Наряду со всем вышеперечисленным современная русская проза предлагает и другие, более адекватные или более современные способы работы с историческим нарративом. Так, чрезвычайно важным в этом отношении произведением является текст Андрея Сергеева «Альбом для марок» («Русский Букер», 1996), на первый взгляд представляющий собой мемуар рассказчика о детстве, но при ближайшем рассмотрении оказывающийся повествованием о советском времени, рассказанным с использованием «наивной», детской оптики, ретроспективно присвоенной нарратором. Мозаичная, фрагментарная структура «Альбома для марок», характерная для прозы Сергеева в целом, уходит корнями в традиции русской неподцензурной прозы советского периода – в частности, здесь можно вспомнить таких авторов, как Леон Богданов и Евгений Харитонов, – в свою очередь обращавшейся к истокам русского модернизма, который следует, по крайней мере применительно к данному случаю, искать во фрагментарности «Опавших листьев» Василия Розанова и отчасти в прозе Бориса Поплавского. Автор совсем другого рода, также свидетельствующий возможность альтернативных подходов к осмыслению истории, – Михаил Шишкин. Речь не только об уже упоминавшемся «Письмовнике» («Большая книга», 2010/11), но и о романах «Венерин волос» и «Взятие Измаила» («Русский Букер», 2000). В прозе Шишкина исторический нарратив предстает в обрывочном, фрагментарном виде, всегда представленным с позиции или позиций отдельного человека (людей) и никогда – в качестве «авторитетного дискурса», единственно возможной версии событий. Романы Владимира Шарова – писателя, которого в полной мере русской литературе только предстоит оценить, – представляют собой специфическую русскую версию того, что называется исторической мета-прозой. Если обратиться к другому, менее конвенциональному словарю, Шарова, по всей видимости, можно назвать единственным «стопроцентным» представителем того поля, которое историк культуры Александр Эткинд называет «магическим историзмом» и характеризует следующим образом:

Постсоветский роман сознательно дистанцируется от традиций реализма. Постсоветский роман не имитирует социальную реальность и не конкурирует с психологическим романом – он имитирует историю и борется с ней. Огромное поле русской исторической фикции шире того, что принято называть «альтернативной историей» или «историческим воображением»…[369]369
  Эткинд А. Шаров как историк // Владимир Шаров. По ту сторону истории: Сборник статей и материалов / Под ред. А. де Ля Фортеля, М. Липовецкого. М.: Новое литературное обозрение, 2021. С. 288–289. См. также главу «Альтернативная история» в настоящем издании.


[Закрыть]

Проза Шарова часто предлагает читателю – а точнее, провоцирует его на – создание нескольких версий не только «исторических событий», но и историософии как таковой, то есть более широкой рамки отношения к истории вообще. Тем самым писатель как бы иллюстрирует характерную для постмодерна утрату чувства истории, но на самом деле проблематизирует исторический нарратив в целом, в исполнении не только авторов художественной литературы, но и историков.

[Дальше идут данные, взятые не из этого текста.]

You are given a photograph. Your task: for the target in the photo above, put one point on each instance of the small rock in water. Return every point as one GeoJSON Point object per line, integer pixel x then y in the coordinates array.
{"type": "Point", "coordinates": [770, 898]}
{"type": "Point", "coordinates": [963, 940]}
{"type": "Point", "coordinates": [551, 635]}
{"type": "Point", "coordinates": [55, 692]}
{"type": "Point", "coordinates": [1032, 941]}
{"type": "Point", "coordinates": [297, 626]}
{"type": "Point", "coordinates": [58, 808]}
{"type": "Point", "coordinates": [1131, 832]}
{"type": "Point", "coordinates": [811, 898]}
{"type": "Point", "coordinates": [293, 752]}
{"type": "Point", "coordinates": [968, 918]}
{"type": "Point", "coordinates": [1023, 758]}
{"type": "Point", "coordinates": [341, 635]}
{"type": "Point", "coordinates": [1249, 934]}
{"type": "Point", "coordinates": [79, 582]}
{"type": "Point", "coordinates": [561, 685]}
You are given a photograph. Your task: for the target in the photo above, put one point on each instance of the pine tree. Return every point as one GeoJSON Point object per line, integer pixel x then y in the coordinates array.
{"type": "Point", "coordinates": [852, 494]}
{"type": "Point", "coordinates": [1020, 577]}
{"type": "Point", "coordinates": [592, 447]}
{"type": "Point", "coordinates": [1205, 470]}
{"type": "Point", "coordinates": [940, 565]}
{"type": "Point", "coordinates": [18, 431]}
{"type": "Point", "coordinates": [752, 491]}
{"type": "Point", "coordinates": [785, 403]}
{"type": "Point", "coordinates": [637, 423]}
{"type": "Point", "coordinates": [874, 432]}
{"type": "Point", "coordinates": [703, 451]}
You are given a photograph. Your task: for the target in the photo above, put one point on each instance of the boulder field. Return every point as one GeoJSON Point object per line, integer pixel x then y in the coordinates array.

Отдельно здесь следует упомянуть книги «Памяти памяти» Марии Степановой («Большая книга», 2017/18) и «Живые картины» Полины Барсковой. Первая книга, получившая широкое признание не только в России, но и за рубежом (в 2021 году «Памяти памяти» в переводе Саши Дагдейл вошла в короткий список Международной Букеровской премии), проблематизирует не столько исторический нарратив, сколько наше отношение к нему. Это книга не только о памяти, об отношениях памяти коллективной и личной, семейной и общей, но и о взаимоотношениях личного и публичного исторических нарративов, о совпадениях и несовпадениях версий происхождения событий, о том, что отсекается и что остается при транзите от личной исторической памяти к семейной, от семейной памяти – к памяти сообществ, а от нее – к культурной памяти. О том, как память соотносится с историей, а история – с памятью. Книга же Барсковой, не отмеченная, к сожалению, мейнстримными премиями, но тем не менее высоко оцененная литературным сообществом, вовлекает прошлое в более прямые и в то же время более сложные отношения с автором. Перед нами книга о письме, которое пытается, освободившись от прошлого, совпасть с самим собой в настоящем, об автобиографическом, то сливающемся, то разделяющемся с историческим. Обе книги – и «Памяти памяти», и «Живые картины» – в очень значительной степени посвящены взаимоотношениям личной и «большой» истории в разных аспектах: от индивидуального проживания больших исторических нарративов до осмысления личных или семейных историй как частей истории большой, но не существующей вне частностей, вне конкретных людей, их имен, неважных на первый взгляд подробностей их биографий, маленьких вещей, которые этим людям принадлежали.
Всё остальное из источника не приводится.